Methods: SsF is the fermentation process of culturing microorganisms using humid solid substrates without emerging in culture broth. SsF has always been an attractive substitute of liquid culture for xylanase production due to its higher productivity per reactor volume, lower capital investment and lesser energy demand. Hence, various parameters of medium formulation were investigated to obtain the maximum activity of xylanase by A. brasiliensis in SsF. Additionally, to reduce the costs of production, agricultural residuals were used instead of xylan. In this study, the optimisation of carbon source using agricultural residuals combined with nitrogen source was elucidated for the maximum xylanase production by A. brasiliensis in SsF.

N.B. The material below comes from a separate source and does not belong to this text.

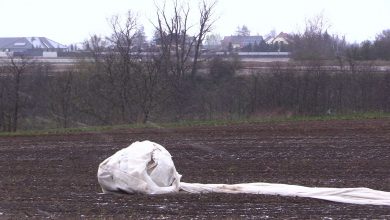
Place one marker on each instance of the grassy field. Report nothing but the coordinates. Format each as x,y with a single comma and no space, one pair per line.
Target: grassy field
195,123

Results: From our results, 10 g wheat bran as the optimum agricultural residual was able to produce xylanase activity of 6.7091 U/mL at 48 h of SsF. Subsequently, 6.7115 U/mL of xylanase was obtained using wheat bran as the optimised carbon source at the substrate to moisture content ratio of 1:1. Interestingly, when 2% yeast extract was added, further study reviewed the maximum xylanase activity increased to 28.75%.
Conclusion: In conclusion, the optimum medium formulation for the maximum production of xylanase by A. brasiliensis was achieved using 10 g wheat bran as the optimised carbon source at the substrate to moisture ratio of 1:1 combined with 2% yeast extract as the optimum nitrogen source cultured at optimum temperature of 30°C at 150 rpm up to 48 h of SsF.